In the days of rapidly falling state and federal revenues, governing is all about finding money wherever and however you can. As a result, cities and states across the country have been getting creative and levying taxes on everything in sight. But one place we’ve long known where tax money has been hiding is in offshore accounts set up by wealthy individuals and businesses looking to shelter their millions from the reach of Uncle Sam. Well, on Tuesday, Democrats in Congress decided that enough was enough, and have authorized the I.R.S. to go after foreign accounts set up to conceal earnings. Forbes has the details:
Among its provisions, the legislation would require foreign banks to pay a 30% tax on their U.S. financial assets unless they agree to disclose the identity of their American account holders and to report annually on the accounts’ transactions. In an effort to keep U.S. citizens from setting up shell corporations as a vehicle for tax avoidance, the bill would require foreign corporations to identify for the I.R.S. any American who has more than a 10% ownership stake in the business.
Individuals with offshore accounts with more than $50,000 on deposit would also have to report that money on tax returns. What’s the payoff? As a result of this move, the U.S. says it expects to collect $8.5 billion over 10 years.

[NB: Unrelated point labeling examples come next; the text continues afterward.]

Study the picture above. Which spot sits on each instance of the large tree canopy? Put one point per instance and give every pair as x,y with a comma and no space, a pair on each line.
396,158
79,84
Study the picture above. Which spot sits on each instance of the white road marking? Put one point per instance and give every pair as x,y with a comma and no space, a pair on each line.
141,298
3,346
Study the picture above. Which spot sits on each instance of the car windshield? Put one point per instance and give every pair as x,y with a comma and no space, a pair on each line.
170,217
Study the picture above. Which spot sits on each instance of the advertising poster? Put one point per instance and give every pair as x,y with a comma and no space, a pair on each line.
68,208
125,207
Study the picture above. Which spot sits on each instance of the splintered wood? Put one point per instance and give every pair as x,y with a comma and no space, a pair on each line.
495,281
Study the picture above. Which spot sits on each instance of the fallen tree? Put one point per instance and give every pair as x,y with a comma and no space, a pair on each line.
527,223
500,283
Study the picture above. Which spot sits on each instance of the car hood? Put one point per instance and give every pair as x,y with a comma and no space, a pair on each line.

So, no more “going Galt” via foreign tax havens and secret bank accounts seems like a good thing, right? Not according to, surprise, the Cato Institute, who see the matter in terms not of tax evasion, but persecution. Here’s their argument that claims that America’s rich and famous not paying taxes is exactly the same as the oppressed rich of the world fighting political oppression:
To the good people at Cato, hiding wealth is a right. Taxes? Those are for suckers. According to a study conducted last year by the Government Accountability Office, the majority of U.S. corporations paid no taxes, in part because of the kinds of offshore loopholes that Congress has just attempted to close. Of course, Cato’s video was made back in the Halcyon, bubble-ripe days of 2008, before the financial crash, and before every state in this country realized that it was going to have to raise taxes to cover revenue shortfalls brought on by the recession. Ah well, back to the Ayn Rand drawing board.